At the heart of my experiences lies a simple truth: I sought help. I followed procedure. I provided evidence. I asked for my family life to be protected not destroyed. And yet time and again, rather than supporting safety, the system weaponized misunderstanding, turned disability into stigma, and assumed guilt without evidence.In my case, as a father, a person living with ASD (Asperger's), and an active community figure, I found myself repeatedly: Misrepresented, Ignored when evidence was provided and Punished for asking for the basic rights guaranteed under law the right to family life, fair trial, and disability accommodations. I was not alone. Those around me including another resident, a young mother trying to build a better life for her children faced their own experiences of unjust targeting and procedural neglect. It would be naive to pretend that adolescence today isn't complicated. It would be equally naive to pretend that our social care systems are coping well. Teenagers today face unprecedented challenges mental health struggles, exposure to substances, peer pressure in a digital age. Families are under strain like never before. Yet what I witnessed what I lived through was a system that, rather than supporting families during crisis, too often, Jumped to conclusions without investigation and Preferred administrative closure over complex truth. its such a complex mateer that it really appears that soical services west chose the appearance of action over the hard work of real safeguarding.

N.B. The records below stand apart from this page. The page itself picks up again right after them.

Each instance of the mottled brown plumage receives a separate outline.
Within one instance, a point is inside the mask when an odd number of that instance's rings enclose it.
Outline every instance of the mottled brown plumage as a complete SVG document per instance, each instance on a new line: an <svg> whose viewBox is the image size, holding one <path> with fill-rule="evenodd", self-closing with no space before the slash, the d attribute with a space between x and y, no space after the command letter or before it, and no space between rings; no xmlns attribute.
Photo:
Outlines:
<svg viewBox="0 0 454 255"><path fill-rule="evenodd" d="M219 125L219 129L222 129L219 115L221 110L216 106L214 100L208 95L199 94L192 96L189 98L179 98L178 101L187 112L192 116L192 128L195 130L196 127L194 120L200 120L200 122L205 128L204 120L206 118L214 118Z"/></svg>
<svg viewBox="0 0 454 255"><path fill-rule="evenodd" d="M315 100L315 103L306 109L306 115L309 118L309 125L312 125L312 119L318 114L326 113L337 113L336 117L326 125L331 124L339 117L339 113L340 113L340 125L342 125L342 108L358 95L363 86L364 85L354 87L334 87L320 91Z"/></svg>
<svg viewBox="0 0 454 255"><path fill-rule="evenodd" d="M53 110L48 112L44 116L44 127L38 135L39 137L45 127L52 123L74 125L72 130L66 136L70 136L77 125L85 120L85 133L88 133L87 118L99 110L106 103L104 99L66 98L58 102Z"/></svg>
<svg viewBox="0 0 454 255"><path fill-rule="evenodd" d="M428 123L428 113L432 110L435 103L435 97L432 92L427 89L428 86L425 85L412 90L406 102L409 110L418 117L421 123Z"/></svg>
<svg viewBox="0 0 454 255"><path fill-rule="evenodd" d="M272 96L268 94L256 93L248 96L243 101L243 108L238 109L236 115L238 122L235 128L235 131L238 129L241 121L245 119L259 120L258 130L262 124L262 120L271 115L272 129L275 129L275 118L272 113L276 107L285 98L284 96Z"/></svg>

The Wider Cost: Society at Risk

I had to deeply reflect when writing the blog and reliving so much is very diffucult, however this blog reminds me of why there is a reason we have GDPR. Why There is a reason we have Equality Acts and why There is a reason the Human Rights Act exists and to my understanding that is for protecting the right to privacy, to family life, and to a fair hearing, because without these protections, those with power can and do abuse it, whether intentionally or through negligence. In my own journey with this one department of social services (West) i encountred multiple breaches of: Article 6 (Right to a Fair Trial) - Article 8 (Right to Private and Family Life) - The Equality Act 2010 (Reasonable Adjustments for Disability) became routine rather than exceptional.


Closing Thoughts: Why This Story Matters

It would have been easier, in many ways, to stay silent. To allow these experiences to fade into private grief. But silence helps no one. Sunlight is still the best disinfectant.This story matters because families deserve better. Because children deserve better. Because communities deserve better and Most of all, because the fragile thing called "trust" between people and service cannot survive without truth. Ladies and Gentlemen, we carry not only the weight of what has been lost, but the power to protect what remains. So I ask you: When you see a situation, when you hear a story, will you rush to judge… or will you stop, and seek to understand first? In that question lies the hope for all of us that the mistakes of today need not be the inheritances of tomorrow.